Fueled partly by billions in government incentives, the industry is creating millions of solar panels each year and, in the process, millions of pounds of toxic sludge and contaminated water. To dispose of this material, thee companies must transport it by truck or rail far from their own plants to waste facilities hundreds and, in some cases, thousands of miles away.
The fossil fuels used to transport that waste, experts say, is not typically considered in calculating Solar’s carbon footprint, giving scientists and consumers who use the measurement to gauge a product’s impact on global warming the impression that that solar is cleaner than it really is. A study by Environmental Progress (EP) warns that toxic waste from used solar panels now poses a global environmental threat.

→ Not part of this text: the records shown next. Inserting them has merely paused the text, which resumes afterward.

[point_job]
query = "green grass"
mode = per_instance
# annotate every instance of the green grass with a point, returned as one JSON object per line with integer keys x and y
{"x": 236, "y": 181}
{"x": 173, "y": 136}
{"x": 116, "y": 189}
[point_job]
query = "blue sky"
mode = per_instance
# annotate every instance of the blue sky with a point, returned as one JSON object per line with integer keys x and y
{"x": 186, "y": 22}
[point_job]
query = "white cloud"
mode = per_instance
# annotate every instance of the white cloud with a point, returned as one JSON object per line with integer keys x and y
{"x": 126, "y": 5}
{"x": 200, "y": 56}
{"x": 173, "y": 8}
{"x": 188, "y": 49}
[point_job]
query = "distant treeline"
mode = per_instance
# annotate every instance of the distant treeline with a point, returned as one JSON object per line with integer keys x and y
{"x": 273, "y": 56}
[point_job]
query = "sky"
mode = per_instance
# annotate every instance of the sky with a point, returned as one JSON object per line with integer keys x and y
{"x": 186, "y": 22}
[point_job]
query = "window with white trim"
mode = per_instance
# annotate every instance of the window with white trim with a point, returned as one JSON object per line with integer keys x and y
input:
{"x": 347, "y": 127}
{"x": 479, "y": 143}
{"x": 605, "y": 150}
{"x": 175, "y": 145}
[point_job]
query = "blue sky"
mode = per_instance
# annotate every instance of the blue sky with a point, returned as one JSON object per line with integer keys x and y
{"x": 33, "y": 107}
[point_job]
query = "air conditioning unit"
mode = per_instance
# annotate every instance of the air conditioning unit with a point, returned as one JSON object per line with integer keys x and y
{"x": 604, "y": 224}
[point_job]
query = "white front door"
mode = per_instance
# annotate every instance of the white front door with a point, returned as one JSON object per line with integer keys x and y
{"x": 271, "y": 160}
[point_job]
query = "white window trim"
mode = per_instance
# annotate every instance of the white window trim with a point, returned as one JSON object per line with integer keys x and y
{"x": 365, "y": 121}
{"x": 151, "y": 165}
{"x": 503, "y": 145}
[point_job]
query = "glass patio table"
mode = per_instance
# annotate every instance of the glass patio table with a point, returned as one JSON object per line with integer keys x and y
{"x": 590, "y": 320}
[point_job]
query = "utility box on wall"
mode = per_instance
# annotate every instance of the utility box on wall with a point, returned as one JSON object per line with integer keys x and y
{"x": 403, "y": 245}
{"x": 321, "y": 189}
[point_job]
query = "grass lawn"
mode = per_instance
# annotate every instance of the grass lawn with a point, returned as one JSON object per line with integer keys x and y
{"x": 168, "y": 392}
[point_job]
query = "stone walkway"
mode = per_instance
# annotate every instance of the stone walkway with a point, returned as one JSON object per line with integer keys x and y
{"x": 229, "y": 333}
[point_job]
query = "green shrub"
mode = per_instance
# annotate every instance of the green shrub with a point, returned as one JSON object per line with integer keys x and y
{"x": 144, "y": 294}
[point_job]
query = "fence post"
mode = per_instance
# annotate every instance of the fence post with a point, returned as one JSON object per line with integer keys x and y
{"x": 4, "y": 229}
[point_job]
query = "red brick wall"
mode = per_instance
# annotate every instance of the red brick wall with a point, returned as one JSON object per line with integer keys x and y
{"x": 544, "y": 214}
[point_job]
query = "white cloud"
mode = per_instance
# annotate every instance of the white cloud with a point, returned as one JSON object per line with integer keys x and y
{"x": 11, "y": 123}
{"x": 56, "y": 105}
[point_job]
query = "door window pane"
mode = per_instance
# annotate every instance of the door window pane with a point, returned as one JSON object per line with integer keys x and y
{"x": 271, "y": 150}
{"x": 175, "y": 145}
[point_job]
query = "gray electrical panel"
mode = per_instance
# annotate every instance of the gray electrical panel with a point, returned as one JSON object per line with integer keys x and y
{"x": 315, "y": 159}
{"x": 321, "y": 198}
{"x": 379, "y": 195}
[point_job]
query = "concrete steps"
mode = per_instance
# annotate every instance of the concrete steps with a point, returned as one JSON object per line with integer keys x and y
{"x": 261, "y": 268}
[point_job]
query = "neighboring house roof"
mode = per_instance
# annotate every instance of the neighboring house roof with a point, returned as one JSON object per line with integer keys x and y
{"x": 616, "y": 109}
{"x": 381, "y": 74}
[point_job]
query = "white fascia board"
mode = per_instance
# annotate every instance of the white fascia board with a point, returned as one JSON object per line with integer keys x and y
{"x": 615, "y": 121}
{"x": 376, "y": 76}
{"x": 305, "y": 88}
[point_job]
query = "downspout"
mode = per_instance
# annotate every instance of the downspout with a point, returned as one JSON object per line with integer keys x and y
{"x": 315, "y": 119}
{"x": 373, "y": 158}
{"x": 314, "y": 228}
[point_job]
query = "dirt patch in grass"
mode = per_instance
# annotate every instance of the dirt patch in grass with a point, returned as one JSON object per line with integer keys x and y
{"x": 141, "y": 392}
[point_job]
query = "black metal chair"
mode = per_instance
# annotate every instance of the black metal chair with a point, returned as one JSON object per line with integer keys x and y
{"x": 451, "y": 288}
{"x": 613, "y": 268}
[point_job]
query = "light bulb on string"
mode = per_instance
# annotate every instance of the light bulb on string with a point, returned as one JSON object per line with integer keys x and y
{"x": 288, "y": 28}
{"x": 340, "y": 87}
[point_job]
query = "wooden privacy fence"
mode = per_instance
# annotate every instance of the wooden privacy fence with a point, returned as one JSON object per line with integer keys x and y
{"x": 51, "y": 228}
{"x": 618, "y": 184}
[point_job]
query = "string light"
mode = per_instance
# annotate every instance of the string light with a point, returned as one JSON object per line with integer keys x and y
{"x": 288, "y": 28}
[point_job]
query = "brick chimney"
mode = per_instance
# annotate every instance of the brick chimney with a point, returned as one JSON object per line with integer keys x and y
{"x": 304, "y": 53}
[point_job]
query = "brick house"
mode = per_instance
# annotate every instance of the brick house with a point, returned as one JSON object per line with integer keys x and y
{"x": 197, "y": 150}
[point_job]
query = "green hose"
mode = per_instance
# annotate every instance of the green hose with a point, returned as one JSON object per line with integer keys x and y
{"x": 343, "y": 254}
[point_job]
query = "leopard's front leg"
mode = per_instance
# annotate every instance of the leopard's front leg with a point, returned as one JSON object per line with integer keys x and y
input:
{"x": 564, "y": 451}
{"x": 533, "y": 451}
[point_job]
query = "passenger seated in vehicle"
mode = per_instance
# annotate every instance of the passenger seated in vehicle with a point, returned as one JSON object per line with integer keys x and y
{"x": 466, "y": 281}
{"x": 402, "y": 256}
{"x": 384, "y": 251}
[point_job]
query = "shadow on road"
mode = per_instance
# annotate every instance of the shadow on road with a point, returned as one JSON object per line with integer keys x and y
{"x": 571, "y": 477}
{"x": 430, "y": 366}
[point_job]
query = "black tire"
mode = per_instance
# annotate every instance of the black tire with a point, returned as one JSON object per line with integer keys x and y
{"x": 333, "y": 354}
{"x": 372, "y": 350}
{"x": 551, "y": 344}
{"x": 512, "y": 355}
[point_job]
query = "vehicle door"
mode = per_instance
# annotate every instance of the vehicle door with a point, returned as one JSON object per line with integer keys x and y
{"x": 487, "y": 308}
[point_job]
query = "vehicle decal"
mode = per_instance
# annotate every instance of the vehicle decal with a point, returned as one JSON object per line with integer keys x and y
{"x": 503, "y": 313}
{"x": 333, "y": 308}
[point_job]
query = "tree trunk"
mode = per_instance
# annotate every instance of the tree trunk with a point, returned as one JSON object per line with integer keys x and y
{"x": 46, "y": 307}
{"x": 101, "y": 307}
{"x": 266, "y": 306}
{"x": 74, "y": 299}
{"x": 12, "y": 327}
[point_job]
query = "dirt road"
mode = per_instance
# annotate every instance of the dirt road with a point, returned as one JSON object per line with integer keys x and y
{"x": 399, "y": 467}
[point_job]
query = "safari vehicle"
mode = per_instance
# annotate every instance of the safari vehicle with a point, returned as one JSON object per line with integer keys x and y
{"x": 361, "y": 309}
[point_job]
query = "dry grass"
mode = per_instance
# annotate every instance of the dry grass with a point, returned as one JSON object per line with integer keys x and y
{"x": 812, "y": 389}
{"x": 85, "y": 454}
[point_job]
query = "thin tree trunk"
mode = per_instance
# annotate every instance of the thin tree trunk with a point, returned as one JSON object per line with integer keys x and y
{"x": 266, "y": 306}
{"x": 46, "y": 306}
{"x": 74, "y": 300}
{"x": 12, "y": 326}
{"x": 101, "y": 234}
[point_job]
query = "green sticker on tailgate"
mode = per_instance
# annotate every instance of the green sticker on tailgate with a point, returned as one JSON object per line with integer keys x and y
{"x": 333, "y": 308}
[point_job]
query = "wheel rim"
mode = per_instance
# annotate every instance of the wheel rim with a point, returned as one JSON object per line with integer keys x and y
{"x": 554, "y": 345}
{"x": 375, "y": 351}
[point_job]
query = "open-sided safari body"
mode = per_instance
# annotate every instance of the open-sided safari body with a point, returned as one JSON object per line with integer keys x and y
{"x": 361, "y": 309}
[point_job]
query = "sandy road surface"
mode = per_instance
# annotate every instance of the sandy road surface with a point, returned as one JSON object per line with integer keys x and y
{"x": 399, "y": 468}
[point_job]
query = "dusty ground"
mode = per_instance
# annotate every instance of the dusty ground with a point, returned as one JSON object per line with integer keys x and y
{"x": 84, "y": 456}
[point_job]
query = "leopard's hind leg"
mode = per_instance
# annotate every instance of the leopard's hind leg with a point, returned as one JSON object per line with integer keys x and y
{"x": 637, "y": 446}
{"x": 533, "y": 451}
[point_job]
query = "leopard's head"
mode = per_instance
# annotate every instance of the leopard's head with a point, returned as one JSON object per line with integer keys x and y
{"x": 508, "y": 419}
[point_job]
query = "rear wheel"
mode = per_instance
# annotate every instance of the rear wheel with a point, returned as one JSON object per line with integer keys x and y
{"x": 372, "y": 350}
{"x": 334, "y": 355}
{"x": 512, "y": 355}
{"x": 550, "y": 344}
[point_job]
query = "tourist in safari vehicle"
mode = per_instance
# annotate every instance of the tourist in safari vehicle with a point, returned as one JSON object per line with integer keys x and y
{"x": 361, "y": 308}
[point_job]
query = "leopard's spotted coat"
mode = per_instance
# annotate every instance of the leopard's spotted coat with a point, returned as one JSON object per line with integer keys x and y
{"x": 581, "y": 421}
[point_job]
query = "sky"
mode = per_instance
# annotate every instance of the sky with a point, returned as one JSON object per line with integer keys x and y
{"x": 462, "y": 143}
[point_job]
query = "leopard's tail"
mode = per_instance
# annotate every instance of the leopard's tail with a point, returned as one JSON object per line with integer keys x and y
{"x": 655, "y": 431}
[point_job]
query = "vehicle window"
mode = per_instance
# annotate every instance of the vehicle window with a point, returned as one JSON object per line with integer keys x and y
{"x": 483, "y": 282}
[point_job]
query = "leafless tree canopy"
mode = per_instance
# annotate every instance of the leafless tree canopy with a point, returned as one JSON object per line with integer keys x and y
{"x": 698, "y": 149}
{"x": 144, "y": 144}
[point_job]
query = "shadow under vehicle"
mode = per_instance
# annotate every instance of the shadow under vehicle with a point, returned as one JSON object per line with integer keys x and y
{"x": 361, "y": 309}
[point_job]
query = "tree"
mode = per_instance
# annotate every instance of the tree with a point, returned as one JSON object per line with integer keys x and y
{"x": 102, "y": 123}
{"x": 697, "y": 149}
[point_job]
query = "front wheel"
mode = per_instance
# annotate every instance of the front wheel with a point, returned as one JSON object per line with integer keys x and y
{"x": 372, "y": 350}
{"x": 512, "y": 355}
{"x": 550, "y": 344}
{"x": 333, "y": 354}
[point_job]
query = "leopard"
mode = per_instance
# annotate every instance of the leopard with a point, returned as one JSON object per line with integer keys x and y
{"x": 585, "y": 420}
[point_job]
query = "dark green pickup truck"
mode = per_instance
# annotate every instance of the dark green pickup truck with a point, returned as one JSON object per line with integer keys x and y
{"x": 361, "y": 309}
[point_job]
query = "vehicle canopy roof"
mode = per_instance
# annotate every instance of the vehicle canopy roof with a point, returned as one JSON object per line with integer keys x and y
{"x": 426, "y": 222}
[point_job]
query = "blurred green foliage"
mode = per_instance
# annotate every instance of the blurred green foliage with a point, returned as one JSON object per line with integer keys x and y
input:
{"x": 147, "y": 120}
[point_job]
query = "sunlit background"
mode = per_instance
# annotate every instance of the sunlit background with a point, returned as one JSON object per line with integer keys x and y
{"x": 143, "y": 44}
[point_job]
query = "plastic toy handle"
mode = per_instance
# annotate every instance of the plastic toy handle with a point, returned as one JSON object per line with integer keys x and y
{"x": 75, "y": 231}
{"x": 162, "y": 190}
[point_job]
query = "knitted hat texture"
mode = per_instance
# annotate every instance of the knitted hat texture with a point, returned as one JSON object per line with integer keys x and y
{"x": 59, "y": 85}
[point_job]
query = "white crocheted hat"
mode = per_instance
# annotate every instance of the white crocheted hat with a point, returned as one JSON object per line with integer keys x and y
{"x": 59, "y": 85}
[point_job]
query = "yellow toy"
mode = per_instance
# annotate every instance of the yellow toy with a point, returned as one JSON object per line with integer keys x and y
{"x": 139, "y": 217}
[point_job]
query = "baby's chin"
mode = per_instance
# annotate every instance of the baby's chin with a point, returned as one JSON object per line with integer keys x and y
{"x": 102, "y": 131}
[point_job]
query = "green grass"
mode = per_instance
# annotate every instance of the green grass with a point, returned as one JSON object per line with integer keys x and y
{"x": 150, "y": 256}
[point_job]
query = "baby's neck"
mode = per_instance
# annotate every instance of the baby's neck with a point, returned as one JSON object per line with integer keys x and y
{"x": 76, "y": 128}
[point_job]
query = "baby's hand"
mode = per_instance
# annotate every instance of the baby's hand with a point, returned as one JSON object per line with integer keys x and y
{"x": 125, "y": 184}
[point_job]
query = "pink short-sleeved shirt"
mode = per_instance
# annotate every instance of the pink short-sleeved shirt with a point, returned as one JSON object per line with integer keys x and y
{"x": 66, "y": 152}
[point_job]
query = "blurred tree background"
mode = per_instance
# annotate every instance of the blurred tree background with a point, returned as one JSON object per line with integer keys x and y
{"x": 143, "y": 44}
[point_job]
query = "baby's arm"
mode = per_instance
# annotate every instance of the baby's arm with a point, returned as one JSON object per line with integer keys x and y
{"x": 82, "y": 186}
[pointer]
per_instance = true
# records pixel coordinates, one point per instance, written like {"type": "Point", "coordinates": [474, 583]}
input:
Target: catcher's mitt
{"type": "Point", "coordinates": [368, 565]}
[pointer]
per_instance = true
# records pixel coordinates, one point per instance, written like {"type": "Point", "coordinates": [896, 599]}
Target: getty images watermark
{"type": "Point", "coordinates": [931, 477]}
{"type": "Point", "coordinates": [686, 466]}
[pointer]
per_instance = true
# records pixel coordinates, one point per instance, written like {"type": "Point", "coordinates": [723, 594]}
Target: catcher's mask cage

Last November, Japan’s Environmental Ministry issued a stark warning; the amount of solar panel waste Japan produces every year will rise from 10,000 to 800,000 tons by 2040, and the nation has no plans of disposing it. Neither does California, a leader in deploying solar panels.
Only Europe requires a solar panel maker to collect and dispose of solar waste at the end of their 118 lives.* All of which raises the question: just how big of a problem is solar waste? EP investigated the problem to see how it compared to the much more high-profile issue of nuclear waste as well.
Solar panels create 300 times more toxic waste per unit of energy than do nuclear plants. While nuclear waste is contained in heavy drums and regularly monitored, solar waste outside of Europe today ends up in the larger global stream of electronic waste. This will also be a problem in the US, which has more than 1.4 million solar energy installations now in use, including many already near the end of their 25 year lifespan.